“Hay una luz encendida en el cielo mamá. Me obliga a hablarte aún en la oscuridad. El mundo desconoce su fuerza mamá, la gente hace tiempo que lo olvidó. Viven de sus luces artificiales que lo iluminan todo. Por eso no pueden dormir, porque se olvidan de la Luna y su mensaje, desafían a la Tierra. Mírala mamá. Creo que ella también nos mira. Las nubes la tapan pero ella no deja de brillar, el Sol le envía su calor. Lo noto, pronto volverá a iluminarlo todo. Ni siquiera está completa. La miro y tiene manchas en su rostro, ¿quién la ha mordido? ¿Quién le ha hecho daño mamá?”
“Quisiera ser una bruja, volar alto en la noche hacia ella, no volver jamás. Pero, ¿por qué lloras mamá? No te dejaría sola, ¿vendrías conmigo? Sé que allí estaremos bien, es grande, blanco y luminoso; lo que siempre quisiste”.

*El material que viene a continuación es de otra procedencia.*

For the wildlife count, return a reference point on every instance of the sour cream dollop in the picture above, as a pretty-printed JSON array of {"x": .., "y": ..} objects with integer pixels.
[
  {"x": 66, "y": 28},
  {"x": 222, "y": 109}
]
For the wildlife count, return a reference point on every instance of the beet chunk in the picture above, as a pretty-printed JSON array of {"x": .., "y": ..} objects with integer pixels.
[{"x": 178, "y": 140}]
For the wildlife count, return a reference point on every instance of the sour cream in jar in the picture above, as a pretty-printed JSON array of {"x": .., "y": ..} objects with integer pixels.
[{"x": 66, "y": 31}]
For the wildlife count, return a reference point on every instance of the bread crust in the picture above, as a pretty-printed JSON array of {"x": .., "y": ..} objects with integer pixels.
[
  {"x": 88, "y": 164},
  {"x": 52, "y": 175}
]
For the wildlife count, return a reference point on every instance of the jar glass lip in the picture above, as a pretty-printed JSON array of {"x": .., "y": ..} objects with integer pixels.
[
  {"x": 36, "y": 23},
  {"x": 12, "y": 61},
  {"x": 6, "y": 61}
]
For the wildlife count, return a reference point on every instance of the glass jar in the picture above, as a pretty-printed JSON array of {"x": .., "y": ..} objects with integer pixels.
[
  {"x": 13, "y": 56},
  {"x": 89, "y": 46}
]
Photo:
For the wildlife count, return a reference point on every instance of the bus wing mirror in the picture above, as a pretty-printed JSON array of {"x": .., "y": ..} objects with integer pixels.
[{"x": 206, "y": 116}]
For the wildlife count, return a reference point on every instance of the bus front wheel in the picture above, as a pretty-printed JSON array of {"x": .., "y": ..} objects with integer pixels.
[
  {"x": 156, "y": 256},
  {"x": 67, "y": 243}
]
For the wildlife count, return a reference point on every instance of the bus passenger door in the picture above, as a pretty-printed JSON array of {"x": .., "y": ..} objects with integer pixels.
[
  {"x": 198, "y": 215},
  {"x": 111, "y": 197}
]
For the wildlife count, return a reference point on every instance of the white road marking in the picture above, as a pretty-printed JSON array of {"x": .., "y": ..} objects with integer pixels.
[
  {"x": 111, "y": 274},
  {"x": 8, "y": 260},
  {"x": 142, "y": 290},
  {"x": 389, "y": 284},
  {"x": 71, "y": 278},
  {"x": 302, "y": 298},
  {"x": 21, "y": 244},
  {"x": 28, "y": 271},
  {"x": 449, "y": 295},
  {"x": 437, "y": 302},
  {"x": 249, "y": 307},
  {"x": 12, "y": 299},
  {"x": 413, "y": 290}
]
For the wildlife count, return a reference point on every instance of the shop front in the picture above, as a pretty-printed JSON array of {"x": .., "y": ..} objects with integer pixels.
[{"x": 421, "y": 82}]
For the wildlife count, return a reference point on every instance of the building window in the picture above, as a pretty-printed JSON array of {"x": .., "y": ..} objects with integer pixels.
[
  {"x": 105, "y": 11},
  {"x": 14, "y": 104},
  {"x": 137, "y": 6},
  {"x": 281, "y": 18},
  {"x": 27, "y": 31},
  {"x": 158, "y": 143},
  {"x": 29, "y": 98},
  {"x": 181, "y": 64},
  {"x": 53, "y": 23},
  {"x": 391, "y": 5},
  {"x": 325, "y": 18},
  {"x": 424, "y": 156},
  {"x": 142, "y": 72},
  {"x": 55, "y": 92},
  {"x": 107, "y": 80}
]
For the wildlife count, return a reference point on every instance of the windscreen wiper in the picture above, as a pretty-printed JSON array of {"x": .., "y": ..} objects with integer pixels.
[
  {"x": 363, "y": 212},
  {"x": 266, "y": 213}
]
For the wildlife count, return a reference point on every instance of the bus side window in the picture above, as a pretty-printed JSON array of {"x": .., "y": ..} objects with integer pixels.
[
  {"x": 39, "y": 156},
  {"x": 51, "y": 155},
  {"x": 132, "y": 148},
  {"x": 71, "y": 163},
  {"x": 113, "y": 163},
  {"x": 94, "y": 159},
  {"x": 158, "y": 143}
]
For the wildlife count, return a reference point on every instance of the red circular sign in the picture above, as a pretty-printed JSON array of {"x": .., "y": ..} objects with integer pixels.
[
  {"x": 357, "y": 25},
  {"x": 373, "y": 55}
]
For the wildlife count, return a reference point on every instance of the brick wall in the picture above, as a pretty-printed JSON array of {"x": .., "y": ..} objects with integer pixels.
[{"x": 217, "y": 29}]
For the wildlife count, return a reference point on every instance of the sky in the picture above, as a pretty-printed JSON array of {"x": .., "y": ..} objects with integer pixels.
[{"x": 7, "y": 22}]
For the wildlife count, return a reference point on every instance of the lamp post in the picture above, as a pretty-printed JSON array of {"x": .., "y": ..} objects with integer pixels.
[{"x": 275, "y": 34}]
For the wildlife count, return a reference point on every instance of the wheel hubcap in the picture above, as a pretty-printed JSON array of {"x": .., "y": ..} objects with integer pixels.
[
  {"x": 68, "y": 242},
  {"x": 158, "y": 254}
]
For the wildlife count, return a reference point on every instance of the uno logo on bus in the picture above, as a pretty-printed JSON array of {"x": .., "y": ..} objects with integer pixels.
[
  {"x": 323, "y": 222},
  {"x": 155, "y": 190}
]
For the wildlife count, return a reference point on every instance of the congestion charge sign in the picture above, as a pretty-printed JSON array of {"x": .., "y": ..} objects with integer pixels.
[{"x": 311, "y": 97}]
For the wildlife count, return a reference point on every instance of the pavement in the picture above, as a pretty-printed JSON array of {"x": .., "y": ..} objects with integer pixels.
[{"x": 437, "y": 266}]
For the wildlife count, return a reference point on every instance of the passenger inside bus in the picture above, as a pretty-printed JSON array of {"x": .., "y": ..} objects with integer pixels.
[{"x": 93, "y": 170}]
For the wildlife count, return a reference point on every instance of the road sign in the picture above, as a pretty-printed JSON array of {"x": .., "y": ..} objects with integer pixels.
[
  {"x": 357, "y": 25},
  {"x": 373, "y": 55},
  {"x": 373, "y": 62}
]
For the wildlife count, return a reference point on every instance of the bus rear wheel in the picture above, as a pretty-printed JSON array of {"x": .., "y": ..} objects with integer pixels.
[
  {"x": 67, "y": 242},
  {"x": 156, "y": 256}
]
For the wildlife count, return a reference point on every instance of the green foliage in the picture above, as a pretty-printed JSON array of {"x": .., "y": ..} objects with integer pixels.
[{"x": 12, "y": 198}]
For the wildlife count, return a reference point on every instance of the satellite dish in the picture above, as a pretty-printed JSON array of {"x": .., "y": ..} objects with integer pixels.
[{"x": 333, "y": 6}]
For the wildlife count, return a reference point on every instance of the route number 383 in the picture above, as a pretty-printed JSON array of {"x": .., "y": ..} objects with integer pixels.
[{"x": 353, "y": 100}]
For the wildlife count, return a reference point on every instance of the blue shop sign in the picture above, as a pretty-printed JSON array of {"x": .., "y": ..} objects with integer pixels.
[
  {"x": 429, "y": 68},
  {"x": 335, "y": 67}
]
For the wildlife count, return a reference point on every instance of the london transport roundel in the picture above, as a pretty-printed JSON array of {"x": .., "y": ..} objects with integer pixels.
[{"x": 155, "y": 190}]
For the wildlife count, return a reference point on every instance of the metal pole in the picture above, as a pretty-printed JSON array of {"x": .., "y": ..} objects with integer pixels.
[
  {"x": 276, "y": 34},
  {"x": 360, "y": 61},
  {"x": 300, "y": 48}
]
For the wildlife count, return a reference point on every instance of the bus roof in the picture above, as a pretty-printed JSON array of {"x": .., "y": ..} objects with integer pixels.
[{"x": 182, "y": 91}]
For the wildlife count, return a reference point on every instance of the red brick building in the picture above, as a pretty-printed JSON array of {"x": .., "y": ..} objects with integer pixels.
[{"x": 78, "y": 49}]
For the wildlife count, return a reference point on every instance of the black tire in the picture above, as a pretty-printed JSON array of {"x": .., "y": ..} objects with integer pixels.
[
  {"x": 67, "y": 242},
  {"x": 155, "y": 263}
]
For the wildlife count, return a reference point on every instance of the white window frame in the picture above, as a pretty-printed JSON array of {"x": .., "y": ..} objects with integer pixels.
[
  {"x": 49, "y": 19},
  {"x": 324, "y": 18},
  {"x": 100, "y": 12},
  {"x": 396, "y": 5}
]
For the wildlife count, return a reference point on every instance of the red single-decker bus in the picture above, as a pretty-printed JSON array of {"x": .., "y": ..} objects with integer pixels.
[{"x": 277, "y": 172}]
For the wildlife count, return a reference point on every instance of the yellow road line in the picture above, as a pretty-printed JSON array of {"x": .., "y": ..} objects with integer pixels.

“¡Mira mamá! La Luna te sonríe, eso es que quiere que vayamos. Dime que sí, ella nos cuidará. No dices nada. La luna se enfada, la tapan las nubes. A lo mejor ya no quiere vernos…”
Tras aquella conversación se escondía una relación hace años rota. Dos almas separadas por doce metros de tierra. La noche se había vuelto oscura. Sin embargo, entre los pliegues de las nubes que tapaban el cielo, la luz de la Luna iluminó la blanca piedra.
“¿¡Eso es un sí, mamá!?, ¿nos vamos? Ya verás, ella nos cuidará, nada malo pasará, estaremos juntas. Te quiero mamá”.
La blanca luz de la Luna no se reflejó más. Lo blanco pasó a ser rojo y la madre y la niña volaron bajo la Luna buscando su protección.